FERNANDO FERNÁNDEZ ROMÁN
@FFernandezRoman
La
historia se repite. Es la bella historia de una bella joven, llamada Mireia,
cuyas hazañas sobre el agua dulce de una gran pileta me encandilan sobre
manera, tanto como sus apellidos: Belmonte García.
Mireia ha
ganado una Medalla de Oro en la prueba de natación, estilo mariposa, modalidad
200 metros, y uno la ve así, con sus ojos azul piscina todavía humedecidos por
la emoción, con su dentadura atenazando el preciado metal del máximo premio y
siente que le llega un repentino subidón de orgullo patrio, algo universalmente
admitido, comprendido y practicado cuando se contempla en protagonistas del
resto del mundo mundial con toda naturalidad, pero que aquí, en este bendito
país, algunos lo ven con los ojos color negro mulato de un estúpido
escepticismo progre, a tal punto, que pareciérame obligada la precaución de
protegerlo –el orgullo patrio—tras el embozo que ha de envolver a toda
situación vergonzante.
Mireia
Belmonte García es campeona olímpica, y es española, nacida en Badalona, hija
de granadino y de jaenera. Española, digo, a pesar de que los informativos de
la televisión pública catalana, que emiten a costa de los impuestos de todos
los españoles, hayan lanzado al aire la galerada de que las medallas de Mireia
las ha ganado Cataluña, y no España, lo cual llenaría de estupor a ese mundo
mundial aludido, que vio la bandera rojigualda grabada ostensiblemente sobre el
gorrito de la nadadora y cómo, después del magnífico triunfo, a ésta le
brillaba la mirada sobre el lagrimal mientras escuchaba el Himno Nacional
Español, si no fuera porque la cosa es de una catetez tal, que solo tiene
cabida en un campo donde se cultiva desde hace lo menos treinta años una
endémica paranoia.
Como ya
escribí hace cuatro años, esta Mireia nuestra lleva –¡qué casualidad!—los
mismos apellidos que el diestro más importante de la Tauromaquia del siglo XX,
don Juan, el Pasmo de Triana, el Juan Belmonte García de Chaves Nogales, el de
Valle Inclán, Zuloaga, Sebastián Miranda y Ramón Gómez de la Serna, por citar
algunos intelectuales de la época, todos ellos belmontistas acérrimos.
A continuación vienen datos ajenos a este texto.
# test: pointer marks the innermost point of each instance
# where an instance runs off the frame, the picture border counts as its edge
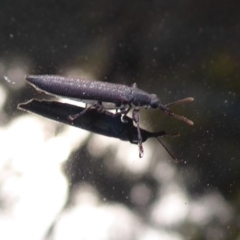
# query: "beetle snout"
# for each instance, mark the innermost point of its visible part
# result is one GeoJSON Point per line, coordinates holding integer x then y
{"type": "Point", "coordinates": [154, 101]}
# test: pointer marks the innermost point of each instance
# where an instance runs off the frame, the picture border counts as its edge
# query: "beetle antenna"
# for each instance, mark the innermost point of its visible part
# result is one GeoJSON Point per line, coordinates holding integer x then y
{"type": "Point", "coordinates": [181, 101]}
{"type": "Point", "coordinates": [170, 113]}
{"type": "Point", "coordinates": [181, 118]}
{"type": "Point", "coordinates": [168, 151]}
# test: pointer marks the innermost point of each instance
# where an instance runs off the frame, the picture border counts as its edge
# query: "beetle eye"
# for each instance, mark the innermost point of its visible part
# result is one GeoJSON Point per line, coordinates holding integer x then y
{"type": "Point", "coordinates": [154, 101]}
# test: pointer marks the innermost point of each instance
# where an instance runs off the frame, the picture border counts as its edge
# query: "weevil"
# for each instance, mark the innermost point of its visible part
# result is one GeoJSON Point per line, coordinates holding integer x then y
{"type": "Point", "coordinates": [104, 123]}
{"type": "Point", "coordinates": [104, 95]}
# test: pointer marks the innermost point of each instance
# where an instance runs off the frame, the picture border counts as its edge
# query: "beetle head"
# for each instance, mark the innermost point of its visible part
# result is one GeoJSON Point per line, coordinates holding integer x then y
{"type": "Point", "coordinates": [154, 103]}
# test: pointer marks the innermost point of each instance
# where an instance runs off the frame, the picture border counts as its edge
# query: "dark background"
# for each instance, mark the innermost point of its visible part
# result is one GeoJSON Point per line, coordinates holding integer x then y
{"type": "Point", "coordinates": [175, 49]}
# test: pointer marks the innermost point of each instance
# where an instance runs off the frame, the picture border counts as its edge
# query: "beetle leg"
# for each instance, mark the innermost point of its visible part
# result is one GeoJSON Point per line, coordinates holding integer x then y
{"type": "Point", "coordinates": [124, 113]}
{"type": "Point", "coordinates": [136, 119]}
{"type": "Point", "coordinates": [96, 105]}
{"type": "Point", "coordinates": [134, 85]}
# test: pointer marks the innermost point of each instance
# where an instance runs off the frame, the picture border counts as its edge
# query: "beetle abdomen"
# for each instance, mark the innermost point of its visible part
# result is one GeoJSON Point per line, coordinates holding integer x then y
{"type": "Point", "coordinates": [82, 89]}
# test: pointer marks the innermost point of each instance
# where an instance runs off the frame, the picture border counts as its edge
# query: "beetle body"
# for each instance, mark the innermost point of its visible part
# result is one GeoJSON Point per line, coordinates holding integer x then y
{"type": "Point", "coordinates": [114, 95]}
{"type": "Point", "coordinates": [104, 95]}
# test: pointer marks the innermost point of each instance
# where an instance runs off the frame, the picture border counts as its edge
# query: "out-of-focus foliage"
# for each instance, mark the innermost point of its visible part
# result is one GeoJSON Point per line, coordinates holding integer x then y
{"type": "Point", "coordinates": [175, 49]}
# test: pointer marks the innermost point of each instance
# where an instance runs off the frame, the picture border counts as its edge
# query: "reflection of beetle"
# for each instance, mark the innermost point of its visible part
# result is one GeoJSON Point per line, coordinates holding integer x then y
{"type": "Point", "coordinates": [104, 123]}
{"type": "Point", "coordinates": [104, 95]}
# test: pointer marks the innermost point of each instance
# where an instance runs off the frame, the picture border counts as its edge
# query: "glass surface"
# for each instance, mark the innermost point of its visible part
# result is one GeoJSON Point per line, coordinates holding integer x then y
{"type": "Point", "coordinates": [61, 182]}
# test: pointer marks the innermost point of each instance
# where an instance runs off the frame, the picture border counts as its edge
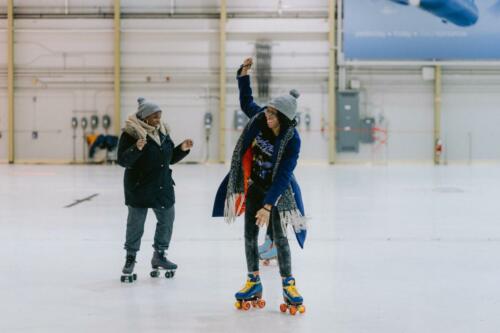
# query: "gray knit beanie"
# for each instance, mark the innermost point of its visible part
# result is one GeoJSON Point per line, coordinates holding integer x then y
{"type": "Point", "coordinates": [146, 108]}
{"type": "Point", "coordinates": [286, 104]}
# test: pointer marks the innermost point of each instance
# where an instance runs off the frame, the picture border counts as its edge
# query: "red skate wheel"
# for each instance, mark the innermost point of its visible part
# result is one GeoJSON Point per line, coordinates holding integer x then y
{"type": "Point", "coordinates": [246, 306]}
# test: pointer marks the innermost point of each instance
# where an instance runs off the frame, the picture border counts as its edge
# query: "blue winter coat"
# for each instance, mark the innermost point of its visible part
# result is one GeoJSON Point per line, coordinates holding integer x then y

Mireia,
la española de Badalona, también ha dejado pasmados –pasmadas, en este caso—a
sus rivales más inmediatas, todas ellas campeonísimas en lo suyo, que es
apartar agua a una velocidad de vértigo. Y ahí la tienen, después de haber
bordado una carrera sublime, recién vestida de oro, como los toreros.
El caso
de Mireia no solo ha propiciado las situaciones surrealistas descritas, sino
una divertida anécdota, esta vez fruto del apasionado relato de los narradores
de TVE, cuando se jugaban los últimos metros de la prueba que acabó ganando la
española. Alguien tergiversó el primer apellido y pronunció ¡Del Monte!, como
la cantante María, lo cual ha provocado la creación de algunos memes realmente
graciosos en las redes sociales.
No es
nueva la cuestión. En el año 13, cuando Joselito el Gallo ya era un gallito de
la torería andante, y un jorobeta de Triana empezaba a despuntar por el
horizonte de la Fiesta con el estruendo de un terremoto, un gallista de pura
cepa –y por tanto detractor primerizo del nuevo fenómeno—, subyugado por un
triunfo estruendoso –uno de tantos– del joven, poderoso y pujante José, se
atrevió pronosticar la ruina y el desmoronamiento del que ya se postulaba como
su rival más encarnizado, cuyo primer apellido no acababa de discernir: Después
de ver esto, ¡a ver qué puede hacer ese Der Monte, que tanto ruido provoca!
Del
fracaso absoluto del agorero se ha encargado la Historia, como se encargará de
dejar en ridículo a quienes en su obsesiva tarea de hacer perversión de la
realidad pretenden quitarle a España la joya de Mireia.
En el
primer caso, una multitud se llevó procesionada la imagen chepuda y mentonera
de un torero, bordada en oro sobre el Guadalquivir, según atinada frase de mí
ídolo, Tío Caniyitas. En el segundo, la admiración colectiva y la alegría desbordante
centró la mirada de todo un país en lo más alto de un podio olímpico, donde
reinaba la esbeltez de una atleta superdotada, mientras la razón de su
nacionalidad se abría, limpia, inequívoca, escueta y fehaciente.
En ambos,
se impone el grito apasionado que dieron entonces los trianeros y ahora damos
los españoles del mundo con toda la fuerza que es capaz de impeler nuestra
capacidad torácica: ¡¡Viva Belmonte!!